The buzz is real. According to the VersionOne 2016 State of Agile Report 98% of participants claimed that Agile projects have helped their organization achieve success. Similar studies have shown that Agile approaches can increase productivity by 16% and speed up delivery times to market by 37%, according to other studies.
Agile is not so much a question of “Should it be tried?” (as the results speak for themselves), but rather “How can Agile work for us and our project team?”
During research for our Agile guide on software project management, we spoke to five successful Agile teams. We’ll be sharing some of their strategies to turn the Agile Manifesto into a reality, starting with a flexible and accurate project budget.
This video explains the benefits of Agile portfolio management.
Flexible processes result in accurate project budgets
A software development project is usually launched because one of two things happens: either the stakeholders have an innovative idea they want to implement or they have a problem they need a solution to. The decision of whether the stakeholder will approve or deny the project is largely based on whether it’s a good investment.
Furthermore, one in six IT projects has a cost overrun by 200% and a schedule that is almost 70%. This means stakeholders will want to see the budget for the project, both in terms of implementation time and cost.
Software is not an easy product. There’s always the possibility of change, which could lead to a significant increase in your budget. You might find a competitor while you’re developing the product. Perhaps the IT solution to the problem is too complex for your stakeholder team. This could lead to a redesign.
These risks can be offset by Agile teams.
Four strategies to establish a project budget that is accurate
These four strategies will help Agile teams be flexible, incorporate input from all stakeholders at each iteration, deliver a refined product within the budget, and provide guidance.
1. Ensure that all key elements are included in the scope of the shared project
To create a realistic budget for a project, your team must first understand the expectations and needs of your stakeholders. U.K. software development company IT Enterprise creates project mind maps for each project and shares it with their client during the consultation stage.
Thomas De Vos, founder of IT Enterprise, shares that “having client requirements displayed visually immediately demonstrates how complex the project is to both us and our client.” “Linking different sections allows the team visualize interactions between project areas while also defining the client’s user story and how they will achieve it.”

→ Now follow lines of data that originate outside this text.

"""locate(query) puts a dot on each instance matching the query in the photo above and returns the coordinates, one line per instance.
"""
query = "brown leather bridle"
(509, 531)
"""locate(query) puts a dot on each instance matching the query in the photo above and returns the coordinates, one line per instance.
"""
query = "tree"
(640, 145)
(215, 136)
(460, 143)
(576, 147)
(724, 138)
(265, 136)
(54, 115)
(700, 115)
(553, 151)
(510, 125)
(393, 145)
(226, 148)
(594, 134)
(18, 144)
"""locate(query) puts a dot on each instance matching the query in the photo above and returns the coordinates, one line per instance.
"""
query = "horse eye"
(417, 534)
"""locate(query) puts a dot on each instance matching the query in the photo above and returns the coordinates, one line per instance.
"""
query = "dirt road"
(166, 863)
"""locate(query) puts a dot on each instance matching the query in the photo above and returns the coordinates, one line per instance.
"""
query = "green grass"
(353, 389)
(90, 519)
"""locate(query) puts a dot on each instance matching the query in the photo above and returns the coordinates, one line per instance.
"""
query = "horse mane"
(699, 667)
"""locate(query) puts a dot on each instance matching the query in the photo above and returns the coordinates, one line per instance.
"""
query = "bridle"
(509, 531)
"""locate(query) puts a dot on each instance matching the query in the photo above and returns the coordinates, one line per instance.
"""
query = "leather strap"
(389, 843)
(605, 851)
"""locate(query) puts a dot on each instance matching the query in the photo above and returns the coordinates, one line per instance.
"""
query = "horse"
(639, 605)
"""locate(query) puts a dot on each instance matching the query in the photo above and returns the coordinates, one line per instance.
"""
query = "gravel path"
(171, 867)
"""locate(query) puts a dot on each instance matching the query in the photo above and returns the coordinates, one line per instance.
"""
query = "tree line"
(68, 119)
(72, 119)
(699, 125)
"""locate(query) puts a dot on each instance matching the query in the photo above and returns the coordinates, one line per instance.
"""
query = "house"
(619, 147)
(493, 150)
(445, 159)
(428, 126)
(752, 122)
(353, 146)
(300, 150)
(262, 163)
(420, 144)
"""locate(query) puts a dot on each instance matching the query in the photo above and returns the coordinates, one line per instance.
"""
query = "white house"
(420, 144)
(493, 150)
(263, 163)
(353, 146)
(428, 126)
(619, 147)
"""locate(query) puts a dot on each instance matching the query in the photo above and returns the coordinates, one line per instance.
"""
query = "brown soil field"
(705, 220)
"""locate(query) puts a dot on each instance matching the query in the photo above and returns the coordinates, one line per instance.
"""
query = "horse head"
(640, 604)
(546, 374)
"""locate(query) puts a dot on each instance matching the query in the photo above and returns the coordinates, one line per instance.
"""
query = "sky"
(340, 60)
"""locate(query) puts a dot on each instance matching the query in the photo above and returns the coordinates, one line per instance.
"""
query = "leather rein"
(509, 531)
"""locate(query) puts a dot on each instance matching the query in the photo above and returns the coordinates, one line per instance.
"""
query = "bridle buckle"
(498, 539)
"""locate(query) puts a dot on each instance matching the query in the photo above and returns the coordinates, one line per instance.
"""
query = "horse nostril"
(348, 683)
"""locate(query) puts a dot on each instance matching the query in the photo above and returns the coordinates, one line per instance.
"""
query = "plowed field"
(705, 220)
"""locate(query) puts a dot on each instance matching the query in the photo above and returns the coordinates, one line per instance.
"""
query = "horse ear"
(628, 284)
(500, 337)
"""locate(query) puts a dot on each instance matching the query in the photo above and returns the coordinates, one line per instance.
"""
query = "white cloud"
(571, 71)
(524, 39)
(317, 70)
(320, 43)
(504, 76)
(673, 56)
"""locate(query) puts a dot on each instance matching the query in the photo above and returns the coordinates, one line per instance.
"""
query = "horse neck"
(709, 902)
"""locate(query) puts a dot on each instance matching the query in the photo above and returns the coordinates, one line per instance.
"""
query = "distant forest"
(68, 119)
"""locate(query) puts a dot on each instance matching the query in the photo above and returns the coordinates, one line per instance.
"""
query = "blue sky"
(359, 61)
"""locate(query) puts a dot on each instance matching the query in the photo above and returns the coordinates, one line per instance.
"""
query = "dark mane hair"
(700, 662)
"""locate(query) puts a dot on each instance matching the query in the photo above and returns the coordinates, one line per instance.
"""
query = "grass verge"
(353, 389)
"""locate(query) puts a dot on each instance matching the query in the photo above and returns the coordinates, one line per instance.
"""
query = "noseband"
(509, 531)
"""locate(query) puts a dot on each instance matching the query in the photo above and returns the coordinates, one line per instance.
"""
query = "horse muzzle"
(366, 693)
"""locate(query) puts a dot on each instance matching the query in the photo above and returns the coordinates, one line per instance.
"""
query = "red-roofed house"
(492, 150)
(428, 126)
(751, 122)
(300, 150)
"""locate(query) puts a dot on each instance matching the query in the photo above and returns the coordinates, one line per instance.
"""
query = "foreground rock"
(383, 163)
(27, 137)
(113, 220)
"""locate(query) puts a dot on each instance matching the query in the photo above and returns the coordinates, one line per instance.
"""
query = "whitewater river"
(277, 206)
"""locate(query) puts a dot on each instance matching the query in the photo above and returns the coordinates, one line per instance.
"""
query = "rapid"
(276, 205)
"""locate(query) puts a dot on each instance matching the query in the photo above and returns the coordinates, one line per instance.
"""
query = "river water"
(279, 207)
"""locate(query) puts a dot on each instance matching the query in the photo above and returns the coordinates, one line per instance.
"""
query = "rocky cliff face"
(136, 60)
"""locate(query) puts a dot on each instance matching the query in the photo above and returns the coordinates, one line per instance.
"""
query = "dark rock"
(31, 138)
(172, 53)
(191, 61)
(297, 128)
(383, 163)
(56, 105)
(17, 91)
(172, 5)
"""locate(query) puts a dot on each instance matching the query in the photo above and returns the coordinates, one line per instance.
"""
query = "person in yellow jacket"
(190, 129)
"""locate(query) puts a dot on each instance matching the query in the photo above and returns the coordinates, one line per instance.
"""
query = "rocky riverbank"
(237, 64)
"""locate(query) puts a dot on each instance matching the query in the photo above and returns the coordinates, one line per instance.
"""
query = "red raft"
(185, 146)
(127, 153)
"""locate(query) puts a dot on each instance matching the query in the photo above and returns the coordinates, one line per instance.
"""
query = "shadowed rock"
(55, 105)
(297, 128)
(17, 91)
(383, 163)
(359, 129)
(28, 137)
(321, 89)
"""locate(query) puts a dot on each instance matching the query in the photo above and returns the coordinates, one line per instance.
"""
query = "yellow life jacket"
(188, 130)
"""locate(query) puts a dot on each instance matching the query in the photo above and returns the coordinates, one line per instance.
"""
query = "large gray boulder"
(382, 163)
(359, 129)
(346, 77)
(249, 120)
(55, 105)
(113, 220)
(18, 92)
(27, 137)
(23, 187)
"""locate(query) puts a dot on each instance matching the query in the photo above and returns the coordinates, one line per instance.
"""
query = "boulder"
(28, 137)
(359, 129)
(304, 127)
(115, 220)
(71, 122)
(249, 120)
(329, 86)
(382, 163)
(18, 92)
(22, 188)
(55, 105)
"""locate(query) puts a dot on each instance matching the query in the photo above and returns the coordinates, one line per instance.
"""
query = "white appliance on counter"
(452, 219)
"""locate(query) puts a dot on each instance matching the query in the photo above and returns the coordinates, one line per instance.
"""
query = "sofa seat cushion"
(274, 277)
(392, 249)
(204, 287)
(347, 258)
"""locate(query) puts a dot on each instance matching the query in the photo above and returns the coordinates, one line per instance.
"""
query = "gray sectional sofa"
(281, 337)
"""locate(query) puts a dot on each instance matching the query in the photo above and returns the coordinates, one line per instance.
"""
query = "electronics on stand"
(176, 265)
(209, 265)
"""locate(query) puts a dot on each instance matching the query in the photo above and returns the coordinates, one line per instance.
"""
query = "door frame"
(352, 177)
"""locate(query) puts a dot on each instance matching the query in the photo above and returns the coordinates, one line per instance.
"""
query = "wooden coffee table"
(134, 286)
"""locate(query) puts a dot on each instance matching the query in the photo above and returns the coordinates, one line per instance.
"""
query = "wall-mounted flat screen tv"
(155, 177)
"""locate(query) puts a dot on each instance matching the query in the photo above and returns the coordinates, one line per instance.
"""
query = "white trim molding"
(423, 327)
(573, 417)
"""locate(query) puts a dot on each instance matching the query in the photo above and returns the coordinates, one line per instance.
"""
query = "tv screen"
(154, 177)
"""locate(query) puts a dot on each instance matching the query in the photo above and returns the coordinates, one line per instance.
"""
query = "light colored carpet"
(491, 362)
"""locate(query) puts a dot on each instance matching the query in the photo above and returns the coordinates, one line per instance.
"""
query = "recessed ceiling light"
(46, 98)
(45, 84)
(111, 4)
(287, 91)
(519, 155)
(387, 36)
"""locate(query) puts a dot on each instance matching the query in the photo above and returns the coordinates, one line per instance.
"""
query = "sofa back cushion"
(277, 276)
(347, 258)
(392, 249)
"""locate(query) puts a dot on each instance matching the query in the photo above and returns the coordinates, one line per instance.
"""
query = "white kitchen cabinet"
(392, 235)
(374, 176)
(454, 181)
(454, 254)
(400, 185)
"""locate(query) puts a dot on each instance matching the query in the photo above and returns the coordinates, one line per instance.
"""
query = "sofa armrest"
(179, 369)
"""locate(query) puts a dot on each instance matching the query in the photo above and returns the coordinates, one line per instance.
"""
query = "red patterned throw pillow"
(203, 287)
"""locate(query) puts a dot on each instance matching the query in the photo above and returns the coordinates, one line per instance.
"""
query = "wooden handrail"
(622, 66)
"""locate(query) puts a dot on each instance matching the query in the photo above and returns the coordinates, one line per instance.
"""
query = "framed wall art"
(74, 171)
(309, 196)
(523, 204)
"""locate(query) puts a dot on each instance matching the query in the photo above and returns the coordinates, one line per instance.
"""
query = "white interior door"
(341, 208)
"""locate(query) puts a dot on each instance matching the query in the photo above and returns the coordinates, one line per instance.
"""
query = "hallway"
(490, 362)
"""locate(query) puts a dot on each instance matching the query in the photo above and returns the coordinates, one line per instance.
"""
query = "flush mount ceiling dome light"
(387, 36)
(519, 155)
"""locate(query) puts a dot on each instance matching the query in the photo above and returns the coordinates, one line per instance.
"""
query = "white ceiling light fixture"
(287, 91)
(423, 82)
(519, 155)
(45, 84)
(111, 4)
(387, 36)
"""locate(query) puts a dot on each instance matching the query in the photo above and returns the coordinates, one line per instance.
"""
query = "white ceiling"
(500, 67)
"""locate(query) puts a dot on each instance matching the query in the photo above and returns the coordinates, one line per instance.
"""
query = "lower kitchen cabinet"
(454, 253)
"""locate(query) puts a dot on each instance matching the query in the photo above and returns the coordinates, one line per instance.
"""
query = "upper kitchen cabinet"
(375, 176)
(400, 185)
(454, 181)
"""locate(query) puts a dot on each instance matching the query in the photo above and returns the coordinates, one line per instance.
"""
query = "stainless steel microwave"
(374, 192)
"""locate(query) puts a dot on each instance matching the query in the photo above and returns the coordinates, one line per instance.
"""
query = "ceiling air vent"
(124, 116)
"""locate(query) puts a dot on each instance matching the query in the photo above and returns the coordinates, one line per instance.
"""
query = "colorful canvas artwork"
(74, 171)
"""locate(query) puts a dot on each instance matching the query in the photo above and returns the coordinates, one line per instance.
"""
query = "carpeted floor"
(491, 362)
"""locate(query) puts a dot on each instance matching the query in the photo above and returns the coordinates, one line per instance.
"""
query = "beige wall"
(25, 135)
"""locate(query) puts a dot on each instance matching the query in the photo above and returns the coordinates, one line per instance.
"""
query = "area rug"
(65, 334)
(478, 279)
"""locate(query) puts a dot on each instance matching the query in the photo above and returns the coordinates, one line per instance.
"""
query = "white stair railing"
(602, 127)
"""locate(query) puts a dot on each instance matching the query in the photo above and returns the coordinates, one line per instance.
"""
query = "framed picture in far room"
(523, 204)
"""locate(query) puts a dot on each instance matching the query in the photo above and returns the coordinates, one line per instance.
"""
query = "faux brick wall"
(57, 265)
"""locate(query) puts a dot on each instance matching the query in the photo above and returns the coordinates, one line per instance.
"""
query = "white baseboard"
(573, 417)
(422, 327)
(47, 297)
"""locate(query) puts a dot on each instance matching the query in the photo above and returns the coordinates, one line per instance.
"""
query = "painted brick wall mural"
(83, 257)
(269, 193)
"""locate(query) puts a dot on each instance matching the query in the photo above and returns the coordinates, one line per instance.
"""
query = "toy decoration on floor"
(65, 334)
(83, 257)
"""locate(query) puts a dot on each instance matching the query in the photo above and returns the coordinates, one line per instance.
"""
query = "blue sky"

A budget planning guide for agile people
The team discovered that client requirements could sometimes slip through the cracks during the initial planning stage. This meant that certain features could have been missed in the initial project plan or budget, which led to difficult conversations and cost recalculations later.
Your project team can share a visual representation of the project scope with clients before any agreements are signed. This will ensure that your stakeholders are satisfied with what is included in your project scope (and budget).
Then, you can provide a realistic budget for the project and ensure that all key features are included in it.